Mr Turner said the city, the fourth most populous in the US, is prepared for what he described as a “major water event”.

Houston has received about 16 inches (40cm) of rain as a result of Harvey, while neighbouring Corpus Christi has seen about 20 inches. Areas between the two cities could see another 20 to 30 inches of rain, Texas governor Greg Abbott said at a news conference in Austin, the state capital, earlier on Saturday.

READ MORE

Torrential rains

The region is facing the prospect of catastrophic flooding from the torrential rains. Power outages have affected over a quarter million customers in the state and gas stations in Houston have been struggling to keep up with motorists’ demands.

Four refineries in South Texas have shut down, disrupting gasoline supplies and pushing prices higher. In addition, about 25 per cent of the US Gulf of Mexico’s oil production was offline as of midday on Saturday, according the US Bureau of Safety and Environmental Enforcement.

One person is reported to have died in a house fire during the storm.

Harvey has been measured as the strongest storm to hit Texas, the centre of the US oil and gas industry, since 1961.

The town of Rockport, 30 miles (48 km) north of the city of Corpus Christi, appeared to be one of the hardest hit. Ahead of the storm’s arrival, the city’s mayor had told anyone staying behind to write their names on their arms for identification purposes in case of death or injury.

"Right now we're still hunkered down and can't go anywhere," Steve Sims, the volunteer fire chief in Rockport, said early on Saturday.

“We’ve heard rumours of 1,000 different things, we can’t confirm anything because we haven’t seen anything. We know we’ve got a lot of problems, but we don’t know what yet.”

Structural damage

A high school, hotel, senior housing complex and other buildings suffered structural damage, according to emergency officials and local media. Some were being used as shelters.

Mr Sims said power, internet and most mobile phone services were cut in the town of 10,000, from which about two-thirds of the residents had evacuated. Most of the senior citizens’ and nursing homes were among the first to be evacuated, he said.

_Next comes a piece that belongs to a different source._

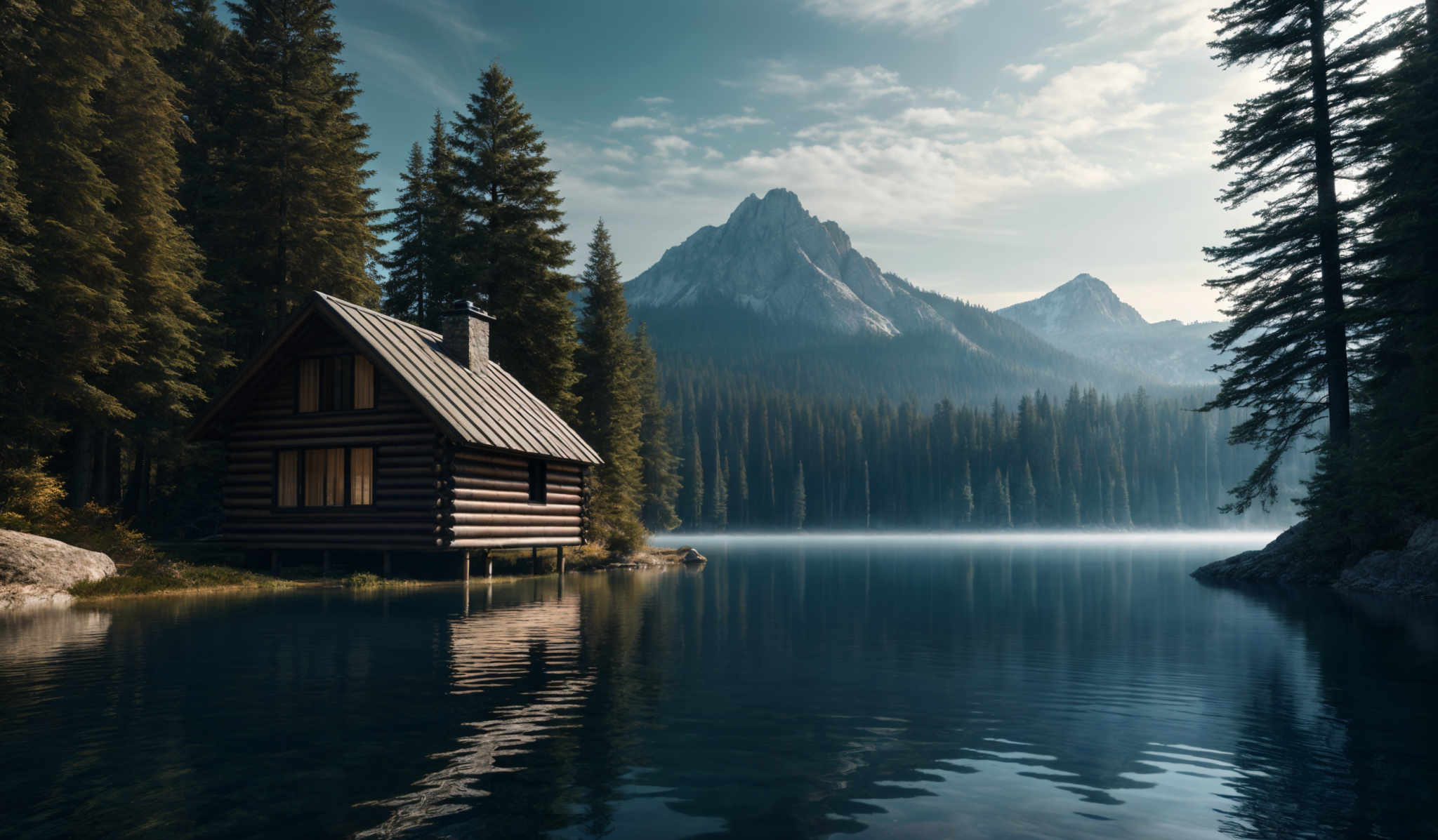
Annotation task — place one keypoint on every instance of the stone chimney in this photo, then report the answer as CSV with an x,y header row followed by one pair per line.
x,y
466,334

The hurricane came ashore northeast of the city of Corpus Christi late on Friday, and the maximum winds of 209km/h made it a Category 4 storm on the Saffir-Simpson scale, the second-highest category and the most powerful storm in over a decade to hit the mainland United States.

The streets of Corpus Christi, which has about 320,000 residents, were deserted early on Saturday, where strong winds were still blowing.

Unable to treat sewage

City authorities asked residents to reduce use of toilets and taps on Saturday because power outages had left waste water plants unable to treat sewage.

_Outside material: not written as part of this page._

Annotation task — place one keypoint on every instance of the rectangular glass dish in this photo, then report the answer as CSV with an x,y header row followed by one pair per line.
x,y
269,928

The city also asked residents to boil water before consumption.

A drill ship broke free of its mooring overnight and rammed into some tugs in the port of Corpus Christi, port executive Sean Strawbridge said. The crews on the tugs were safe, he added.

US president Donald Trump, facing the first big natural disaster of his term, said on Twitter he signed a disaster proclamation which "unleashes the full force of government help" shortly before Harvey made landfall.

"You are doing a great job - the world is watching," Mr Trump said on Saturday in a tweet referring to the Federal Emergency Management Agency (FEMA), which co-ordinates the response to major disasters.

While thousands fled the expected devastating flooding and destruction, many residents stayed put in imperilled towns and stocked up on food, fuel and sandbags.

Harvey was the first major hurricane of Category 3 or more to hit the mainland United States since Hurricane Wilma struck Florida in 2005.

Its size and strength also dredged up memories of Katrina, the 2005 hurricane that made a direct hit on New Orleans as a Category 3 storm, causing levees and flood walls to fail in dozens of places. About 1,800 died in the disaster made worse by a slow government emergency response.